Somewhat tangentionally, but still motivating, there are also technical issues with the methods package, the only implementation of the S4 system. Its incremental growth over the decades has led to excessive complexity, as well as performance issues. In the absence of a new system, we would need to reimplement S4, so there will be implementation effort regardless.

Documentation limitations afflict both S3 and S4. It is difficult to describe a programming interface when it consists of generic functions not coupled to each other or any class. Any package can define a method on a generic or extend a class, so the documentation needs to adapt according to which packages are loaded.

Proposal

We believe there may be a better way, but the solutions are not obvious. Across popular programming languages, with the notable exception of Julia, functional OOP is much less common and less well developed than message-passing, so there are few examples for R to follow and any advances will likely require research. Therefore, we propose to bring together a panel of experts to more formally assess the situation and design a solution. Since we are aiming for this solution to unify the community, we aim for widespread adoption, which will require involvement by key community leaders. We will invite the community to review the proposal and to contribute feedback and ideas. The working group will integrate the feedback and finalize the proposal. It will conclude after developing a strategy for implementation, adoption and long-term maintenance, for which it will not be directly responsible.

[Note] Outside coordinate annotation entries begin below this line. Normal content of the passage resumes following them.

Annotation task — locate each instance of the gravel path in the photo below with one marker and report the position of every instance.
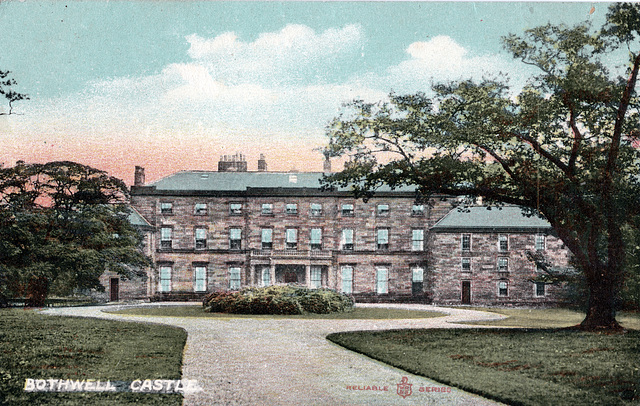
(289, 362)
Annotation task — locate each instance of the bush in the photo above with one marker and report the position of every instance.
(278, 299)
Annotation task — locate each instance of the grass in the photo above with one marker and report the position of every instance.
(519, 367)
(37, 346)
(361, 313)
(549, 318)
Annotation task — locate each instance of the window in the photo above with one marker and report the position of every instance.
(316, 239)
(347, 279)
(503, 264)
(165, 279)
(466, 242)
(267, 238)
(266, 276)
(166, 208)
(267, 209)
(346, 242)
(201, 238)
(466, 264)
(383, 210)
(316, 209)
(417, 240)
(200, 209)
(200, 278)
(382, 281)
(316, 277)
(291, 238)
(382, 238)
(234, 278)
(347, 210)
(235, 209)
(417, 210)
(503, 289)
(503, 243)
(291, 209)
(165, 237)
(235, 238)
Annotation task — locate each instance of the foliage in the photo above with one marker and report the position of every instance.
(62, 225)
(6, 82)
(513, 366)
(564, 147)
(36, 346)
(278, 299)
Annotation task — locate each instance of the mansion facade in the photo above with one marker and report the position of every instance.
(232, 228)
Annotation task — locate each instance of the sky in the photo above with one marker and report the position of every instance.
(174, 85)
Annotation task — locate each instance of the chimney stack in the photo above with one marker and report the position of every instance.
(138, 178)
(262, 164)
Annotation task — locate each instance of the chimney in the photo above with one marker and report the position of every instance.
(326, 166)
(262, 164)
(138, 178)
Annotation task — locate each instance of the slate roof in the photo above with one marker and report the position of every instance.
(477, 218)
(240, 181)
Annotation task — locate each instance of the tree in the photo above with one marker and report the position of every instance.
(6, 82)
(62, 225)
(564, 147)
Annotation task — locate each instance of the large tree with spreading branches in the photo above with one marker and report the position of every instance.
(565, 146)
(62, 225)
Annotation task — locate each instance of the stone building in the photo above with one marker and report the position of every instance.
(232, 228)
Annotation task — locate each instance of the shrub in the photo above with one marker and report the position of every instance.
(278, 299)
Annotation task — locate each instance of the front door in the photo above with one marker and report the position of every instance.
(114, 297)
(466, 292)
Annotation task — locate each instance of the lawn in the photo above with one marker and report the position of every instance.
(38, 346)
(357, 313)
(520, 367)
(549, 318)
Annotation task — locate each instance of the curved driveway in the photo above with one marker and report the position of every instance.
(289, 362)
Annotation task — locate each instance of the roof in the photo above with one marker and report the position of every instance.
(490, 218)
(204, 181)
(136, 219)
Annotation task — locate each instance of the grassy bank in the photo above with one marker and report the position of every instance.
(549, 318)
(37, 346)
(519, 367)
(357, 313)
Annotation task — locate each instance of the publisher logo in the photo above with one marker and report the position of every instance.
(404, 387)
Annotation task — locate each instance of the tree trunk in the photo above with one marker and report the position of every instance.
(37, 291)
(601, 313)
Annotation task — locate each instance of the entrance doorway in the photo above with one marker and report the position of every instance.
(114, 289)
(466, 292)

No funding is required nor requested for this effort.

Objectives

  • Release a finalized design specification for a unifying object-oriented programming system,
  • Recommend to the ISC a strategy for implementing and maintaining the system, as well as driving its adoption.

Milestones

  • Finalize membership,
  • Agree upon and prioritize system requirements,
  • Iterate through design proposals,
  • Release a proposal for community review and contribution,
  • Incorporate community contributions,
  • Submit the finalized proposal,
  • Develop and submit the implementation and adoption strategy.

Membership

The founding members are:

  • Michael Lawrence :: Representing R-core and (S4-based) Bioconductor, and a maintainer of the methods package;
  • Hadley Wickham :: Representing RStudio and the tidyverse project, which relies heavily on S3;
  • Martin Maechler :: Representing R-core, maintainer of the S4-based Matrix and Rmpfr packages, and a maintainer of the methods package.

We have also invited representatives from the R Ladies and ROpenSci communities. We will collaborate with others in R Core, keeping them informed of our plans and incorporating any feedback.